The Bard, Calif.-based Bard Valley Medjool Date Growers Association plans to roll out a 4-ounce snack pack in mid-September to provide consumers with an inviting trial size and added convenience.
“A lot of people don’t even know what dates are,” said Juan Guzman, marketing manager. “We’re just trying to create awareness. A lot of the time people in the grocery store are just looking for something, and this is the perfect size for them to start trying dates.”
The roll-out coincides with the start of harvest and a new crop of medjool dates.
The packs, which will retail for $2.49-$2.99 each, will be available with pitted or whole dates as well as coconut and almond date rolls.
The association plans to market them through the same retail and club outlets as their other medjool products, Guzman said. That line includes 2-, 5- and 11-pound bulk boxes; 1- and 2-pound tubs; and 8- and 12-ounce packages.
The snack packs come on the heels of the association’s roll out of the Natural Delights brand last year.
As part of that launch, the growers’ group developed a comprehensive nationwide consumer marketing campaign that includes print and digital media, in-store sampling, retail promotions and coupons.

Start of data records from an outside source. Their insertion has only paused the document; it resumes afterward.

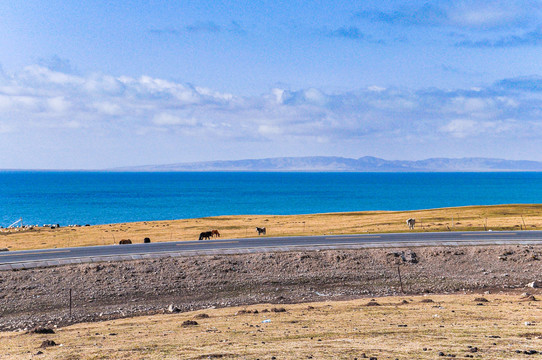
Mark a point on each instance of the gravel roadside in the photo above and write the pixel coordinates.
(111, 290)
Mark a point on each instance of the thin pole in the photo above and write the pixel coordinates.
(400, 280)
(70, 303)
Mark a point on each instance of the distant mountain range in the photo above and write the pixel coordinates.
(331, 163)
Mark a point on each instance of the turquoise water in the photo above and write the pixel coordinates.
(101, 197)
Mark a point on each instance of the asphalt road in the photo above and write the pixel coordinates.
(58, 256)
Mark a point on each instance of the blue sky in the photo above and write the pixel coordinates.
(100, 84)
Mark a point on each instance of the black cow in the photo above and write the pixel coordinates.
(205, 235)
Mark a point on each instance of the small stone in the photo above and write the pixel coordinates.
(189, 323)
(48, 343)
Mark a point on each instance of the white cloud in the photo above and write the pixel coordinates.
(169, 119)
(125, 109)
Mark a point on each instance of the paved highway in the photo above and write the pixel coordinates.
(58, 256)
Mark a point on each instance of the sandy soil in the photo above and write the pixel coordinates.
(115, 290)
(499, 217)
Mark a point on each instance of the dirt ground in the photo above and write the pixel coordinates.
(489, 326)
(107, 291)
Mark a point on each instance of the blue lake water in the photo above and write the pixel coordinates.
(108, 197)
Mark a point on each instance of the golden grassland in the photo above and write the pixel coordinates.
(408, 327)
(499, 217)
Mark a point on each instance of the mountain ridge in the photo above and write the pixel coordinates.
(344, 164)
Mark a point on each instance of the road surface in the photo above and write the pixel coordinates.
(58, 256)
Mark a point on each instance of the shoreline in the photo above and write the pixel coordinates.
(515, 217)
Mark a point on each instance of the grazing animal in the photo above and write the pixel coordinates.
(205, 235)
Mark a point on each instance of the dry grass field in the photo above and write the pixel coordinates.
(411, 327)
(500, 217)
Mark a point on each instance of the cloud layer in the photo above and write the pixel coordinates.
(44, 101)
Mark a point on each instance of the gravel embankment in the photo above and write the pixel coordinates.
(112, 290)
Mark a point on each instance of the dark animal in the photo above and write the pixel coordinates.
(205, 235)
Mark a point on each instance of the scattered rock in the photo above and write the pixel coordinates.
(47, 343)
(535, 284)
(41, 330)
(189, 323)
(173, 309)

The association plans to promote the snack packs on a limited scale among retail channels, but not among consumers, he said.
“At this point because the brand just launched, we’re focusing all of our efforts on the brand itself,” Guzman said.
The growers’ group also has enjoyed double-digit business growth each of the last four years, prompting it to double its crop conditioning capacity and install additional optical color sorters, said Dave Anderson, marketing director.
The association has two facilities in the Yuma, Ariz., area â an incoming facility and a pre-packing operation. The improvements will be installed before the start of this season, and most are planned for the receiving facility, he said.
The pre-packing facility already had color sorters.
Medjools are harvested during a six- to seven-week period in the Bard Valley beginning in late August.
After the association runs the dates through color sorters, it conditions them to ensure a consistent moisture level.
“It’s virtually impossible to sell 12 months out of the year unless you manage the moisture content,” he said.
With proper conditioning, dates can be successfully stored for several months in a temperature- and humidity-controlled environment.
This year, the association forecasts its medjool production will be up about 19%, Anderson said.
Medjools, sometimes called the king of dates, are the largest date grown in Southwest.
They’re naturally sweet and high in fiber, providing a sustained energy release, he said.
He credits a multi-pronged marketing campaign, including retail promotions, for helping move a crop that’s grown to 20 million pounds from 10 million pounds four years ago.